Having now ratified the UNCRPD and its accompanying Protocol, one critical issue that shall be considered in the body of this report is whether Ghana is under obligation to review its PWD Act in strict conformity with the provisions of the UNCRPD (to be discussed infra).
Evaluating the Conformity or Otherwise of the PWD Act to the UNCRPD
In terms of conformity to disability rights guaranteed under the UNCRPD, the PWD Act is analyses within the general ambit of Ghana’s international obligations imposed under the UNCRPD and for some are making some progress to consolidate in their domestic legal regimes either through national legislations or interpretation of the courts (national or regional) and other judicial tribunals.
This analysis is done with the comprehensiveness and depth of the PWD Act, its clarity and internal coherence or consistency as well as the extent to which it takes account of the general welfare of persons with disability.
In general, the PWD Act is strikingly comprehensive in its coverage of areas of welfare enhancement of disabled persons to the neglect of some of the most important provisions enshrined in the UNCRPD.
Thus although it is refreshing to observe that the PWD Act lays particular emphasis on access to public services and other fundamental rights of the disabled specifically enshrined under Article 29 of the 1992 Constitution and several provisions of the UNCRPD, including “equality and non-discrimination” under Article 5, “Accessibility” to public places and services under Article 9, “freedom from exploitation, violence and abuse” under Article 16, freedom to live independently and included in the community under Article 19, “personal mobility” among others.
Conclusion and Recommendations
Based on the analysis it is apposite to emphasise that, the PWD Act, in its current form, requires some amendment or review to fill in the gaps and put it in total conformity to the UNCRPD.

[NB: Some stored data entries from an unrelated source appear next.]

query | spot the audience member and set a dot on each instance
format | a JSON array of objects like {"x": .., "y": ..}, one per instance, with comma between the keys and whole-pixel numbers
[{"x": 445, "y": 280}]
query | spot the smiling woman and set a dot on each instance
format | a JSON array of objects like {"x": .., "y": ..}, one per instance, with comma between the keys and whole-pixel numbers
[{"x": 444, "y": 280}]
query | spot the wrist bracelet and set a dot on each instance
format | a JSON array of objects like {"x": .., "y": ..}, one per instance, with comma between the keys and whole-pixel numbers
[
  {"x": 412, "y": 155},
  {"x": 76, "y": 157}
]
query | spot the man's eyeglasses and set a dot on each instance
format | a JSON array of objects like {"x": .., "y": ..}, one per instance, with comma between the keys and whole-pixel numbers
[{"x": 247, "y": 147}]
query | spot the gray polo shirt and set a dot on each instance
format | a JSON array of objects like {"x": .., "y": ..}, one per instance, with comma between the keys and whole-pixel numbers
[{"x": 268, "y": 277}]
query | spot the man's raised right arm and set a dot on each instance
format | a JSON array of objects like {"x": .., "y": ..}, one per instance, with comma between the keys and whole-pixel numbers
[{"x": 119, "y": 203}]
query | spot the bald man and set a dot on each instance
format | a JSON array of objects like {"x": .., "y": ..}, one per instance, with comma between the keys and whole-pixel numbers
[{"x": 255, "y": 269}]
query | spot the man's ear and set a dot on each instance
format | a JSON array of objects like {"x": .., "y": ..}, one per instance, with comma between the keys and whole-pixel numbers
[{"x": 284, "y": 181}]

In amending or reviewing the Act, it is recommended that the drafters of a new Act should take account of those provisions of the UNCRPD which have either not been provided for in the Act at all or where provided, are not laborious enough to give complete effect to similar provisions in the UNCRPD. For instance, the Act should be redrafted to take account of the following provisions of the UNCRPD:
The rights of “women with disabilities”, the rights of “children with disabilities”, the inherent “right to life”, right to protection and safety in “situations of risk and humanitarian emergencies”, right to “equal recognition before the law” and the “liberty and security of person”.
The others are “freedom from torture or cruel, inhuman or degrading treatment or punishment”, “protecting the integrity of the person”, right to “liberty of movement and nationality”, “freedom of expression and opinion, and access to information”, “respect for privacy” and “participation in political and public life” among others.
Taking into consideration the fact that some cultures in Ghana still perceive disability as inequality, especially with regards to traditional leadership and political activism, Article 12 on equal recognition before the law is more particularly desirous of inclusion in our law.
In conclusion, this statement is adding up to the call by the Disability Right Fund (DFR) Coalition who membership comprises of the Ghana Federation of Disability Organizations, Media Caucus on Disability and MindFreedom on government to review the PWD Act.